I understood my mother, why she had to endure so much pain, sacrifice her own life, and must have given birth to me into this world.
In an instant, I completely understood what I hadn't been able to experience for more than a decade: a heart full of motherhood.
Kindness, tolerance, compassion, patience, these qualities that make life strong, life deep, and life open are always present in us.
And every child is here to help us bring them out, to help us see that they are there, that they are meant to be us.
The first fetal movement of every child can make a mother's heart at that moment become the same as the heart of Avalokiteshvara.
At that moment, we can suddenly realize that Avalokiteshvara is not elsewhere, she is in our hearts. She is in our bodies and minds.
I was frozen there by this strong shock. For a long time, I couldn't move.
I forgot the date of that day, I forgot what time it was, it was morning, evening or noon, but I remember the tremor very clearly, and the ripples it caused in my life.
I, do I still want to get rid of this child?
If I insist on taking him away, will this little child be terrible too? Does he feel pain too?
Will he be as painful as I was when I was designed to be hurt by my aunt? Why did his own mother have to kill him?
Just like you didn't do anything wrong to Jingyun, but he hated you for no reason, this kid didn't do anything wrong to me, but I, like Jingyun, were angry with him for no reason.
Me, can I be regarded as an unreasonable person like Jingyun?
My mind recalls your words about killing.

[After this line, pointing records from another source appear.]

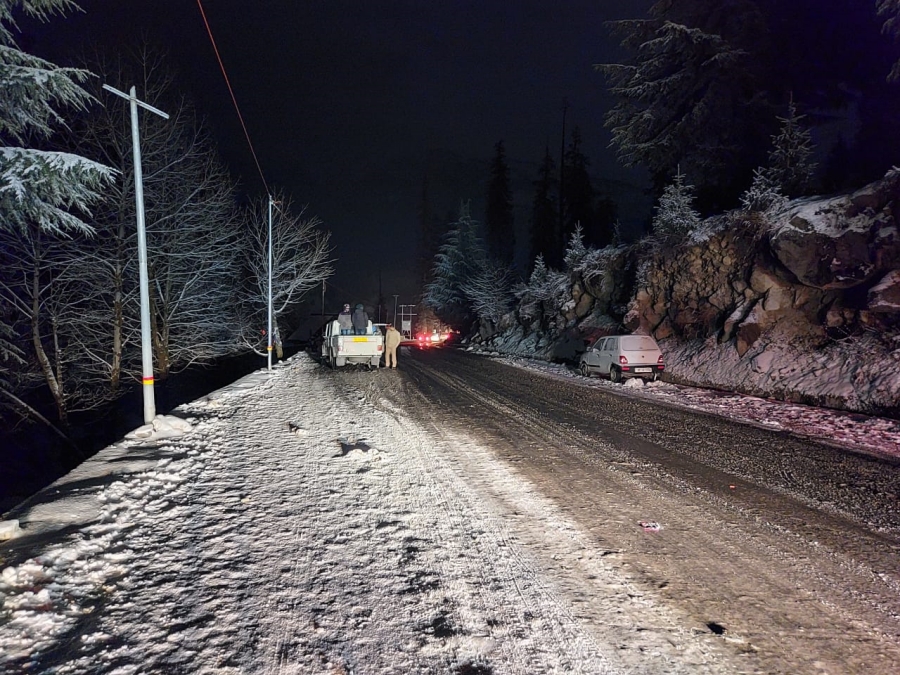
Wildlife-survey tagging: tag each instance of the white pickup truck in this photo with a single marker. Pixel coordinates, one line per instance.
(339, 350)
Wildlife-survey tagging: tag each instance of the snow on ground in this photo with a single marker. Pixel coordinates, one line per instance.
(299, 527)
(849, 430)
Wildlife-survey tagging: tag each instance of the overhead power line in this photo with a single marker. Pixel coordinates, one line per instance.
(233, 99)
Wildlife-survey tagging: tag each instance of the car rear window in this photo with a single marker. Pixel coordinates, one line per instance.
(639, 343)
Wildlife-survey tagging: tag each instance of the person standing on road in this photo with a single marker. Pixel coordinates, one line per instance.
(345, 321)
(360, 320)
(392, 340)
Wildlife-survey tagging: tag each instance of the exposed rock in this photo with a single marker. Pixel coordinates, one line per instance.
(841, 242)
(885, 295)
(805, 308)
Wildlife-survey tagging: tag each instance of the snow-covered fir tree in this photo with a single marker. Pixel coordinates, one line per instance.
(576, 250)
(460, 258)
(890, 10)
(675, 214)
(689, 92)
(764, 195)
(498, 216)
(38, 188)
(490, 293)
(790, 165)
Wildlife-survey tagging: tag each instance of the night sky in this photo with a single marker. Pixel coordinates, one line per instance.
(350, 104)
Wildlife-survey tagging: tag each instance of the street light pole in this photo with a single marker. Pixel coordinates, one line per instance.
(146, 344)
(269, 310)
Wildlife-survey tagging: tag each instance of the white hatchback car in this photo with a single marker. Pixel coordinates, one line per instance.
(621, 356)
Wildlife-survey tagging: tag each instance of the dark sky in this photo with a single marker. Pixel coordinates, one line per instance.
(350, 103)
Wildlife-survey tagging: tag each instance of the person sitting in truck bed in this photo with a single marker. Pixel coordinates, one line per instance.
(360, 320)
(345, 321)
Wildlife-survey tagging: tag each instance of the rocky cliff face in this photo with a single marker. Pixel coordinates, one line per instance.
(803, 304)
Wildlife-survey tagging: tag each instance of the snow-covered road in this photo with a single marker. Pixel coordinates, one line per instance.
(299, 529)
(308, 524)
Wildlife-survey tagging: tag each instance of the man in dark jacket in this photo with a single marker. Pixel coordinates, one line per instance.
(345, 320)
(360, 320)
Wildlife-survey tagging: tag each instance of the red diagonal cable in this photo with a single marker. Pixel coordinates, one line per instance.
(233, 99)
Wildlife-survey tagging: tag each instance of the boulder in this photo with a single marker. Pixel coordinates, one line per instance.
(884, 297)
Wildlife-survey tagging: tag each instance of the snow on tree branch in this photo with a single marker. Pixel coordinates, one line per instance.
(43, 189)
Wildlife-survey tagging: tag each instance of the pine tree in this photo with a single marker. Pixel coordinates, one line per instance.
(580, 194)
(763, 195)
(48, 190)
(499, 211)
(576, 251)
(891, 10)
(675, 216)
(459, 259)
(544, 218)
(690, 93)
(790, 167)
(40, 190)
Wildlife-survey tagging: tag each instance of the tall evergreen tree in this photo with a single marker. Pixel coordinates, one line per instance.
(544, 238)
(790, 165)
(498, 219)
(581, 198)
(460, 258)
(890, 9)
(41, 192)
(47, 190)
(691, 94)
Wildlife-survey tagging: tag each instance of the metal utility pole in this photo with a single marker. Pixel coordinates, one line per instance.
(269, 309)
(146, 345)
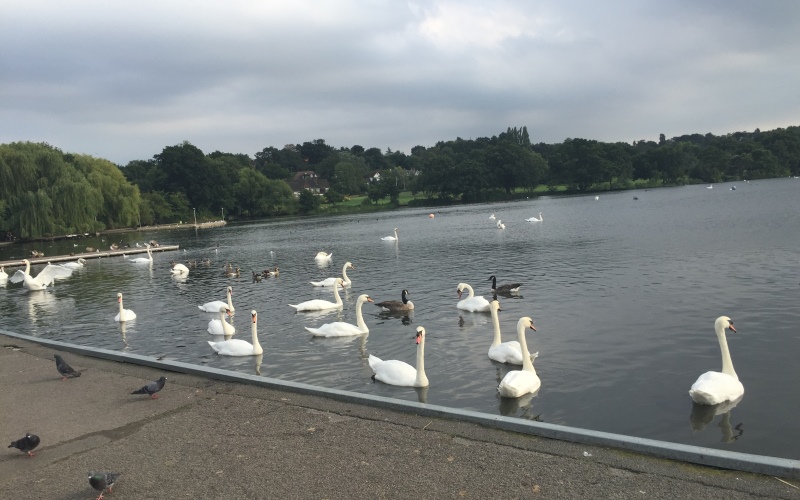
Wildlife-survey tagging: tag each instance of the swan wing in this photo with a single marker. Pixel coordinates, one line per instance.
(712, 388)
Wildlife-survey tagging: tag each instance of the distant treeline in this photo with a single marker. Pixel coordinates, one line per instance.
(44, 191)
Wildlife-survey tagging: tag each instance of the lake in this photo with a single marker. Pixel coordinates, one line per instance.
(623, 293)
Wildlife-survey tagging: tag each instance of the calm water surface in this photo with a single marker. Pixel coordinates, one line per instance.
(623, 292)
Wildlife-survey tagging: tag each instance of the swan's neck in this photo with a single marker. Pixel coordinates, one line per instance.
(256, 346)
(360, 318)
(496, 323)
(527, 365)
(727, 363)
(422, 379)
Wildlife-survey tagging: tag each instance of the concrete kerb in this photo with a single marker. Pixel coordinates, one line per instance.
(760, 464)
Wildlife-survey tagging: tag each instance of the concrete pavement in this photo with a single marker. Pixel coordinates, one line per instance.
(210, 439)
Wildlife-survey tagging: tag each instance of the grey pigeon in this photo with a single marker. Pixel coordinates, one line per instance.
(102, 481)
(26, 444)
(64, 369)
(152, 388)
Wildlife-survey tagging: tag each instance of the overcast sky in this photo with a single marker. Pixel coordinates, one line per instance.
(123, 79)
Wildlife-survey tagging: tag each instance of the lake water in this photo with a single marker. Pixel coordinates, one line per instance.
(623, 292)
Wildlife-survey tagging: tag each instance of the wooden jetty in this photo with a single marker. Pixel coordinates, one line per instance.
(88, 255)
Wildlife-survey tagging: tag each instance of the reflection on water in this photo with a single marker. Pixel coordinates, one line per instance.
(620, 292)
(702, 415)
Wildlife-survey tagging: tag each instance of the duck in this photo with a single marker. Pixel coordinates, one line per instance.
(397, 305)
(342, 329)
(75, 264)
(238, 347)
(713, 388)
(472, 303)
(214, 305)
(143, 260)
(45, 278)
(391, 238)
(503, 352)
(123, 314)
(319, 304)
(220, 326)
(534, 219)
(180, 269)
(395, 372)
(517, 383)
(332, 281)
(504, 289)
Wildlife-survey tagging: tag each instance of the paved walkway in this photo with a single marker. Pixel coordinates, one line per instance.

I vowed not to kill, but I didn't.
Now, am I going to start killing again? And, to kill my own children?
Should I marry you with Jingyun's child? Should you let Jingyun's child become your eldest son, inherit your title and family property in the future, and let your own own son-in-law lose these due honors?
By doing so, I can avoid the sin of murder, but if you save me from the brink of death three times and twice, should I let such a thing happen to you?
I was deeply conflicted and confused.
In the end, what should be done to get the best of both worlds?
I sat there with my heart twisted, physically and mentally exhausted, and lacking in wisdom.